Unfortunately stable-ts and whisper don’t obviously output which files it is working on, so you’re dependent on trying to decipher it from the logs. I tried to add prints to show which files it has queued and started, but with threading, the std-out sometimes gets lost or buffered in strange ways.
Completed the Bazarr integration. See: https://github.com/McCloudS/subgen/edit/main/README.md#bazarr
I'm not sure yet. Faster-whisper has some benchmarks of the Largev2 model taking about 1 minute for 13 minutes of audio. Smaller models ought to be quicker. Unsure if the specs of the GPU will make much differenece.
It can only translate into English, but the source audio can be a foreign language.
I just tried, Emby won't actually send out the webook on an action. I can use the test webhook, but it won't trigger off media actions. Documentation half-implies that it's a premiere options?

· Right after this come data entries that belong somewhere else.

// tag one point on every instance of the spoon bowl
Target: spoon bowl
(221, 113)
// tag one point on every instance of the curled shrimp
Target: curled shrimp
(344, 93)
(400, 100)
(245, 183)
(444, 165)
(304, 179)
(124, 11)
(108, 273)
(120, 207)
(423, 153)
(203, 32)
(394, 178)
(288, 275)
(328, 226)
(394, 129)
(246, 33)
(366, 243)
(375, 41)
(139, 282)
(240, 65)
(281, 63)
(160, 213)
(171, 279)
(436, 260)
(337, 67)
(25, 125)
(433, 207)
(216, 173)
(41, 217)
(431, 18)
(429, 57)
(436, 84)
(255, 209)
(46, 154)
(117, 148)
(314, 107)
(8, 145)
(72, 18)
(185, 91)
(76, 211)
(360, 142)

If I knew what the endpoints were, nothing would prohibit it. I can add it to my short list.
It should detect the foreign language and make english subtitles, but I haven't personally tried it.

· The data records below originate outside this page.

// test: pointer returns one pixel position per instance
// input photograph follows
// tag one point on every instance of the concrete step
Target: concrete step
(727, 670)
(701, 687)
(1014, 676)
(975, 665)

I'm not using whisper.cpp anymore. I did some short comparisons between WhisperX and stable-ts and ultimately decided to go with stable-ts. Functionally, I'm sure they're very similar.
Hey all,
Some might remember this from about 9 months ago. I've been running it with zero maintenance since then, but saw there were some new updates that could be leveraged.
What has changed?
- Jellyfin is supported (in addition to Plex and Tautulli)

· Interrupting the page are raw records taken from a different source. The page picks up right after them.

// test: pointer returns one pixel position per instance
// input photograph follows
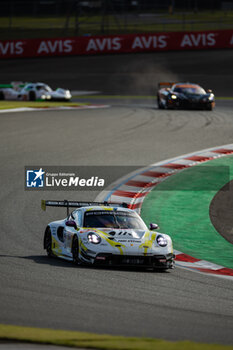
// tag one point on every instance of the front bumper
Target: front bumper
(147, 261)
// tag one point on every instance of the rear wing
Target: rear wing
(165, 84)
(73, 204)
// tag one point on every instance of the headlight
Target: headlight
(162, 241)
(93, 238)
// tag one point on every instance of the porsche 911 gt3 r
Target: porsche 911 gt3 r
(32, 91)
(184, 96)
(106, 234)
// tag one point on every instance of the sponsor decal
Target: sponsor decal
(196, 40)
(35, 178)
(218, 39)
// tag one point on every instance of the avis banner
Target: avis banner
(89, 45)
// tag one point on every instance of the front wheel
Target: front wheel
(75, 250)
(32, 96)
(48, 242)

- Moved away from whisper.cpp to stable-ts and faster-whisper (faster-whisper can support Nvidia GPUs)
- Significant refactoring of the code to make it easier to read and for others to add 'integrations' or webhooks
- Renamed the webhook from webhook to plex/tautulli/jellyfin
- New environment variables for additional control
What is this?
This will transcribe your personal media on a Plex or Jellyfin server to create subtitles (.srt). It is currently reliant on webhooks from Jellyfin, Plex, or Tautulli. This uses stable-ts and faster-whisper which can use both Nvidia GPUs and CPUs.
How do I run it?
I recommend reading through the documentation at: McCloudS/subgen: Autogenerate subtitles using OpenAI Whisper Model via Jellyfin, Plex, and Tautulli (github.com) , but quick and dirty, pull mccloud/subgen from Dockerhub, configure Tautulli/Plex/Jellyfin webhooks, and map your media volumes to match Plex/Jellyfin identically.
What can I do?
I'd love any feedback or PRs to update any of the code or the instructions. Also interested to hear if anyone can get GPU transcoding to work. I have a Tesla T4 in the mail to try it out soon.